1. --earlyexit_thresholds defines the thresholds for each of the early exits. The cross entropy measure must be less than the specified threshold to take a specific exit, otherwise the data continues along the regular path. For example, you could specify "--earlyexit_thresholds 0.9 1.2" and this implies two early exits with corresponding thresholds of 0.9 and 1.2, respectively to take those exits.

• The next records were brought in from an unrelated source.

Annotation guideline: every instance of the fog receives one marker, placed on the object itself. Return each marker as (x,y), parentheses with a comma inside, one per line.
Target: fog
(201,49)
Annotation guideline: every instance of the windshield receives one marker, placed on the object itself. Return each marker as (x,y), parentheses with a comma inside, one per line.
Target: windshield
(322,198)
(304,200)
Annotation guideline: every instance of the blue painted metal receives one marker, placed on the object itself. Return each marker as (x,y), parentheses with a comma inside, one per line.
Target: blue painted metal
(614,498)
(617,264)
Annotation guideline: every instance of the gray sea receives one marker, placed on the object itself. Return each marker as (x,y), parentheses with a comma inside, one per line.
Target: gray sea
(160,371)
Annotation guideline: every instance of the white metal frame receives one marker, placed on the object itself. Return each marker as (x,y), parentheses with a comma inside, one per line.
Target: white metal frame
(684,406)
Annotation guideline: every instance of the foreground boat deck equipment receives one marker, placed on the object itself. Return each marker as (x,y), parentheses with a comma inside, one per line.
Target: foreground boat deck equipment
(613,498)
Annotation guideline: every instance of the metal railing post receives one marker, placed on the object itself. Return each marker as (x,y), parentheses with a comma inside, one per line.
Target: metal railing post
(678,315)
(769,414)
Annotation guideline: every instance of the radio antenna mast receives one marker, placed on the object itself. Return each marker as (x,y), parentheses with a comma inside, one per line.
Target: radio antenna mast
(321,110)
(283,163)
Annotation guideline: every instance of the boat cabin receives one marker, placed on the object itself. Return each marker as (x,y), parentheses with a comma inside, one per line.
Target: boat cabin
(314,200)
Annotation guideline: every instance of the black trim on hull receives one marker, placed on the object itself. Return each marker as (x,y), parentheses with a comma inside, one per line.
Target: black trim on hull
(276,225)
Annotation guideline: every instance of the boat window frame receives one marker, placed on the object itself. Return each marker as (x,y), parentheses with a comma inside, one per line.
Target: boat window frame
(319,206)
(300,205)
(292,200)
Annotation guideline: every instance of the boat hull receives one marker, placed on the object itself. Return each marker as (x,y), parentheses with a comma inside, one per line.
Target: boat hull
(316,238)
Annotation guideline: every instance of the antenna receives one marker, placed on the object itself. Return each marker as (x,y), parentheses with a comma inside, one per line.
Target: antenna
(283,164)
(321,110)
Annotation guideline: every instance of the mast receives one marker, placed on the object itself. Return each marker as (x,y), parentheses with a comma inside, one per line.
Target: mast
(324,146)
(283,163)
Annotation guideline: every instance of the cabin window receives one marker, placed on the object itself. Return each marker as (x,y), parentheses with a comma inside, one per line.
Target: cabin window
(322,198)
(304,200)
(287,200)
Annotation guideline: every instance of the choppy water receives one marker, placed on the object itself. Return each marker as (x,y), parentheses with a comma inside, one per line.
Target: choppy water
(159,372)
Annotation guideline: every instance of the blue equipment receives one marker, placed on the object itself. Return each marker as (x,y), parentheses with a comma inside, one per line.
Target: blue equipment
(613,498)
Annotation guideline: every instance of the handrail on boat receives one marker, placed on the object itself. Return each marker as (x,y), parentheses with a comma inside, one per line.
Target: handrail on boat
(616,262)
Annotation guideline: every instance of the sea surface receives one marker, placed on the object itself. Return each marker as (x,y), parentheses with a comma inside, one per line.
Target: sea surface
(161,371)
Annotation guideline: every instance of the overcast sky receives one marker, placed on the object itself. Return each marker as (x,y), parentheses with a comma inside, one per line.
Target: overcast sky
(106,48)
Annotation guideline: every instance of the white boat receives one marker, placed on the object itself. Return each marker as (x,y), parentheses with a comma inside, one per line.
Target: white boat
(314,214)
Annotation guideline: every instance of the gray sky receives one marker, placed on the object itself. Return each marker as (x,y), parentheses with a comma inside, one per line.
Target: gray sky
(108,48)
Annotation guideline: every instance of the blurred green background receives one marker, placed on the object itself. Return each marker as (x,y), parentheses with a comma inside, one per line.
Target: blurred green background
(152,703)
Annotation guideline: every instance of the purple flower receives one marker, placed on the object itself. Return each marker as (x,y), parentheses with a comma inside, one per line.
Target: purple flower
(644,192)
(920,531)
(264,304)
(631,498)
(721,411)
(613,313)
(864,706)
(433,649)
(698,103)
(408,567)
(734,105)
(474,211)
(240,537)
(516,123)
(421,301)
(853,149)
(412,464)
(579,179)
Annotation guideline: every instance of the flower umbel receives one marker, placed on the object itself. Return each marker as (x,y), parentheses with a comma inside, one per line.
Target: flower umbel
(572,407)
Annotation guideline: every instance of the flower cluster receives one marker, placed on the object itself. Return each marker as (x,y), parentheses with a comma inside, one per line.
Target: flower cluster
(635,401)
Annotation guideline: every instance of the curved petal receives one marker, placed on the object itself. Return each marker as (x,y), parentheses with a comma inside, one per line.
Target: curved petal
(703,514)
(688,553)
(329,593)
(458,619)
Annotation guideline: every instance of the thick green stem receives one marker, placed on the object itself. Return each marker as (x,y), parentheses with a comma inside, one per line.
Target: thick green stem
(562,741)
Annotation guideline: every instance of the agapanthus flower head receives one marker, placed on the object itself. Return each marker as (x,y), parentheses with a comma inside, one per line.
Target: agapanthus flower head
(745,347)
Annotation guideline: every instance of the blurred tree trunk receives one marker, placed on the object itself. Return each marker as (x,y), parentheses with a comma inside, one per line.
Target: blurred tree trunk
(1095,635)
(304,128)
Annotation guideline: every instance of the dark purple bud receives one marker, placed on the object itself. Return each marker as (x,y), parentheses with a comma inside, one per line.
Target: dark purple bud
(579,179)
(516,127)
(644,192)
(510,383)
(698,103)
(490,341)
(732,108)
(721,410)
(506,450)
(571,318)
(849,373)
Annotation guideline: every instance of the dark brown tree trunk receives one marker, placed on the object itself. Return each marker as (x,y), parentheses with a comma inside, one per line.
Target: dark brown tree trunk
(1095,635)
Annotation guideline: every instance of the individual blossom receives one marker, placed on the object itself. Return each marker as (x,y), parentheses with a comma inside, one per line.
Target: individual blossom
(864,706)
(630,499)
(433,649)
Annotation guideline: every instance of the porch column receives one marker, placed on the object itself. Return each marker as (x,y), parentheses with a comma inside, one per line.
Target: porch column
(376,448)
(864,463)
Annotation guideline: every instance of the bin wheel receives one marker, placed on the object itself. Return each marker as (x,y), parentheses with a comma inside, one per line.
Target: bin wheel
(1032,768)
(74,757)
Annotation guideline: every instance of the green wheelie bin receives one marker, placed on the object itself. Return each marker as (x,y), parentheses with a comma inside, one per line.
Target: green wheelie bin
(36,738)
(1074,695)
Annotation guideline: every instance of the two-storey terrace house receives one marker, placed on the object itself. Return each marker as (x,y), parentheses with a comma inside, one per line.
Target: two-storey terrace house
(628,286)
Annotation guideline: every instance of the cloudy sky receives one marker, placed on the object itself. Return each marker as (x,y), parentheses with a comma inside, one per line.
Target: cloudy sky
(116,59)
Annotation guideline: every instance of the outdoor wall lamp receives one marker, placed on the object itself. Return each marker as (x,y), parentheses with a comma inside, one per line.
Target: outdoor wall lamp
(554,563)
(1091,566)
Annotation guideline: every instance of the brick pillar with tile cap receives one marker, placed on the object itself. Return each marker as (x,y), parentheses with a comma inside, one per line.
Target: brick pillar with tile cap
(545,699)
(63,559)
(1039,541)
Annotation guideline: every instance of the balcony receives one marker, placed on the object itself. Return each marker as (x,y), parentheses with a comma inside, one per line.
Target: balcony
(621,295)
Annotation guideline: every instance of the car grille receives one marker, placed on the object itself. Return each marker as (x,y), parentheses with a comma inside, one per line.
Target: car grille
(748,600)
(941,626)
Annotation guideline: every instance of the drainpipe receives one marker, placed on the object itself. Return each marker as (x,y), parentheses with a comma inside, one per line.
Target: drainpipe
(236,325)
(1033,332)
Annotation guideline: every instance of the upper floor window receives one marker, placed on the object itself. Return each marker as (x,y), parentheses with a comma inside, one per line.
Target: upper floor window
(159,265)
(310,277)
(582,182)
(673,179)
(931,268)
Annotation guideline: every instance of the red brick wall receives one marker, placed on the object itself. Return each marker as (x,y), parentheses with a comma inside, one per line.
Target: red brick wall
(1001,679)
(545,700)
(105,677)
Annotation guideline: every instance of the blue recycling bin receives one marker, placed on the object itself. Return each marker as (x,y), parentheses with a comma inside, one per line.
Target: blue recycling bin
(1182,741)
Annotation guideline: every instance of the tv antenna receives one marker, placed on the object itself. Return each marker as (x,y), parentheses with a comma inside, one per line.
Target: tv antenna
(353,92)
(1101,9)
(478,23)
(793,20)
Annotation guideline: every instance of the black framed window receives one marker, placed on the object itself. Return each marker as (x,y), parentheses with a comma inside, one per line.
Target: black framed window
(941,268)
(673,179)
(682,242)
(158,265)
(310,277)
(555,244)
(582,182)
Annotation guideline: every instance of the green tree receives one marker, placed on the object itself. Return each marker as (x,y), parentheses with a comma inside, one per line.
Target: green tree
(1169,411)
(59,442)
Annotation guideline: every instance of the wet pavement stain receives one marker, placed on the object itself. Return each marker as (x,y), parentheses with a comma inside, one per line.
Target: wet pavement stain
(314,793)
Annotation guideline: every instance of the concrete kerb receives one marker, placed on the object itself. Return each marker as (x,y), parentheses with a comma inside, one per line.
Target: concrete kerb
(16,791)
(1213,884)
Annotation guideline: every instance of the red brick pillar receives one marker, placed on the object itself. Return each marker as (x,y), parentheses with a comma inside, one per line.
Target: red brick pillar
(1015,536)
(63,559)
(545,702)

12 --earlyexit_lossweights provide the weights for the linear combination of losses during training to compute a single, overall loss. We only specify weights for the early exits and assume that the sum of the weights (including final exit) are equal to 1.0. So an example of "--earlyexit_lossweights 0.2 0.3" implies two early exits weighted with values of 0.2 and 0.3, respectively and that the final exit has a value of 1.0-(0.2+0.3) = 0.5. Studies have shown that weighting the early exits more heavily will create more agressive early exits, but perhaps with a slight negative effect on accuracy.

### Output Stats

The example code outputs various statistics regarding the loss and accuracy at each of the exits. During training, the Top1 and Top5 stats represent the accuracy should all of the data be forced out that exit (in order to compute the loss at that exit). During inference (i.e. validation and test stages), the Top1 and Top5 stats represent the accuracy for those data points that could exit because the calculated entropy at that exit was lower than the specified threshold for that exit.

### CIFAR10

In the case of CIFAR10, we have inserted a single exit after the first full layer grouping. The layers on the exit path itself includes a convolutional layer and a fully connected layer. If you move the exit, be sure to match the proper sizes for inputs and outputs to the exit layers.

### ImageNet

This supports training and inference of the ImageNet dataset via several well known deep architectures. ResNet-50 is the architecture of interest in this study, however the exit is defined in the generic ResNet code and could be used with other size ResNets. There are two exits inserted in this example. Again, exit layers must have their sizes match properly.

## References

Priyadarshini Panda, Abhronil Sengupta, Kaushik Roy. Conditional Deep Learning for Energy-Efficient and Enhanced Pattern Recognition, arXiv:1509.08971v6, 2017.

Surat Teerapittayanon, Bradley McDanel, H. T. Kung. BranchyNet: Fast Inference via Early Exiting from Deep Neural Networks, arXiv:1709.01686, 2017.